5.9. The BREAK Statement

Earlier I promised you a BREAK statement to accompany LOOP. This is one I'm sort of proud of. On the face of it a BREAK seems really tricky. My first approach was to just use it as an extra terminator to Block, and split all the loops into two parts, just as I did with the ELSE half of an IF. That turns out not to work, though, because the BREAK statement is almost certainly not going to show up at the same level as the loop itself. The most likely place for a BREAK is right after an IF, which would cause it to exit to the IF construct, not the enclosing loop. Wrong. The BREAK has to exit the inner LOOP, even if it's nested down into several levels of IFs.

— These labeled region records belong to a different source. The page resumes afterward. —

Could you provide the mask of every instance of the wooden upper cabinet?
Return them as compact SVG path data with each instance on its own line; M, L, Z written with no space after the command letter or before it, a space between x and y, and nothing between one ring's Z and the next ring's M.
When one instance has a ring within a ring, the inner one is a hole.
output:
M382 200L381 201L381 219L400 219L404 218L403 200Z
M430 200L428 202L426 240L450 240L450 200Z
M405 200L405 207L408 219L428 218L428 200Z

My next thought was that I would just store away, in some global variable, the ending label of the innermost loop. That doesn't work either, because there may be a break from an inner loop followed by a break from an outer one. Storing the label for the inner loop would clobber the label for the outer one. So the global variable turned into a stack. Things were starting to get messy.

Then I decided to take my own advice. Remember in the last session when I pointed out how well the implicit stack of a recursive descent parser was serving our needs? I said that if you begin to see the need for an external stack you might be doing something wrong. Well, I was. It is indeed possible to let the recursion built into our parser take care of everything, and the solution is so simple that it's surprising.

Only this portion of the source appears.